Мэтью Перри нервно огляделся, поморщился.

– Ладно, идемте на улицу.

Они вышли на паркинг, и Джойс указал на свой кар. Когда уселись в кабину, он включил тонировку стекол и снова внимательно поглядел на Перри, ожидая. Шеф портовой безопасности вынул из глаз контактные линзы, снял с шеи прозрачную мембрану, еще одну – из-за правого уха. Все уложил в чехольчик, закрыл, спрятал в «бардачок».

– Давайте, говорите уже!

– О чем?

– Вы издеваетесь? О «Сиракузах», черт! Что вы знаете о них?

К этому моменту Джойс уже был уверен, что нервный чинуша ничего не знает о слежке, как и Альварадо. Давно забытое название «Сиракузы» обрушилось на Перри только что с оглушающей внезапностью, и шок читался в каждом его жесте, в каждой морщинке на лице. Джойс мог бы сейчас оставить его в покое и отправляться дальше… вот только он понятия не имел, куда это – «дальше». Координат двух оставшихся людей он найти не смог.

Джойс заговорил:

– Тринадцатого октября шесть лет назад пассажирский лайнер «Сиракузы» отправился в рейс из порта Ивлем-Браво в порт Медина, Земля. Он был захвачен ивлемскими сепаратистами еще до ухода в подпространство. Каким-то образом им удалось протащить на борт несколько активных имплантов в своих телах и около литра взрывчатки в багаже. Террористы заявили, что будут удерживать пассажиров и экипаж в заложниках до тех пор, пока Метрополия не выполнит какие-то там их требования…

Мэтью Перри нетерпеливо взмахнул рукой.

– Это известно всем, переходите к сути!

– Впрочем, требования, как выяснилось, нужны были лишь чтобы выиграть время, – невозмутимо продолжил Джойс. – Террористы изучили посадочные списки и убедились, что среди ста двадцати пассажиров нет ни одного ивлемца, все до единого – граждане Метрополии. Тогда преступники надели скафандры, заминировали секционные переборки звездолета и подорвали их. Салон оказался разгерметизирован, сотня с лишним человек задохнулись в вакууме. Чудовищное варварство! Возмущению общественности не было предела, Сенат тут же поручил Колониальному Ведомству ввести на Ивлем войска. Тропический рай сделался вотчиной Ведомства.

– Черт вас дери! – вскипел Мэтью Перри. – К чему вы ведете?

– Вы руководили предполетной проверкой безопасности этого рейса.

Джойс подмигнул и даже улыбнулся. Нечасто увидишь воочию, как с лица человека за секунду сходит краска.
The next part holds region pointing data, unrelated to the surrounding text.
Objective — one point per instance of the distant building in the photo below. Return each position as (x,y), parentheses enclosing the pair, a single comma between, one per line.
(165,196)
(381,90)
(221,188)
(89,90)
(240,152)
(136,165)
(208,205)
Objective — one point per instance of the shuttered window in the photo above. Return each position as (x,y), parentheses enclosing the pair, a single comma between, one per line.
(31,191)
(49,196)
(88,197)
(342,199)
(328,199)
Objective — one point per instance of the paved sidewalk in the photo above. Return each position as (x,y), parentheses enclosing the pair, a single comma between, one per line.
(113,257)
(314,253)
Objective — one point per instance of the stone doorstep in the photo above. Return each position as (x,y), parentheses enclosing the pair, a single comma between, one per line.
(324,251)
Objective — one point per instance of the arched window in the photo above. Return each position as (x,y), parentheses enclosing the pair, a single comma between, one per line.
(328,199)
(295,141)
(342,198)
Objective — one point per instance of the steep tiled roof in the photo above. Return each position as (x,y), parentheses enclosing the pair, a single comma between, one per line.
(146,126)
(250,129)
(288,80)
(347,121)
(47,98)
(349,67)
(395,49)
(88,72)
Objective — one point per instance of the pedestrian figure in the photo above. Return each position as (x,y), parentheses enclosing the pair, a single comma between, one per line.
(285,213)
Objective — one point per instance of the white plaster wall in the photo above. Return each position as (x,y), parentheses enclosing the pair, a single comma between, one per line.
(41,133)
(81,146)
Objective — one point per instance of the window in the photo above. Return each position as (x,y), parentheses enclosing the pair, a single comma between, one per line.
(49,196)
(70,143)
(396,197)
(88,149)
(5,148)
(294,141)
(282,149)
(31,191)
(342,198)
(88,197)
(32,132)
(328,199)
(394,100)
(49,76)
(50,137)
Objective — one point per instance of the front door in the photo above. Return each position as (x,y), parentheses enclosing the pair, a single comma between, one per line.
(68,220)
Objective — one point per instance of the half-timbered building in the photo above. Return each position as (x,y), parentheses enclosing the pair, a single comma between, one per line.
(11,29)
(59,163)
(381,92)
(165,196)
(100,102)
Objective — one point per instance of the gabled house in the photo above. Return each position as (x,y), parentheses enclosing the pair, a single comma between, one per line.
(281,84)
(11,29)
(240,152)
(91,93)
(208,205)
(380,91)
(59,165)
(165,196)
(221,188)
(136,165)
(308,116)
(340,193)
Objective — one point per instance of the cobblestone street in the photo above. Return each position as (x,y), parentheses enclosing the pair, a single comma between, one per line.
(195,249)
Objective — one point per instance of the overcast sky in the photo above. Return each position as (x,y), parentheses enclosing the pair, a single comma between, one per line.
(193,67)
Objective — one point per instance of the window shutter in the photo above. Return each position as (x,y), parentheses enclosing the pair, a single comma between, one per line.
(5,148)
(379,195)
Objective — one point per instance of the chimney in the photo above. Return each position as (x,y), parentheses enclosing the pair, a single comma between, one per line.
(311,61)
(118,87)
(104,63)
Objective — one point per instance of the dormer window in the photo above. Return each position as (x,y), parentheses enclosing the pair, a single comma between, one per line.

– Вы руководили проверкой «Сиракуз», – продолжил Джойс, – и почему-то не были уволены, смогли дослужиться до шефа безопасности всего порта, и, что самое странное, остались в живых. Есть лишь одно объяснение этому удивительному стечению фактов: вы нужны кому-то в Колониальном Ведомстве. Вы – чья-то марионетка или чей-то информатор. Так вот, я хочу повидать кукловода.

– Ээээ… Сейчас, я… – чиновник заколебался, – мне нужно позвонить…

Он поднял руку и потянулся к браслету на запястье. Джойс ухватил его за предплечье и вогнал в сгиб локтя длинную булавку. Правая рука чиновника повисла плетью. Прежде, чем он успел опомниться, Джойс проделал то же самое с левой.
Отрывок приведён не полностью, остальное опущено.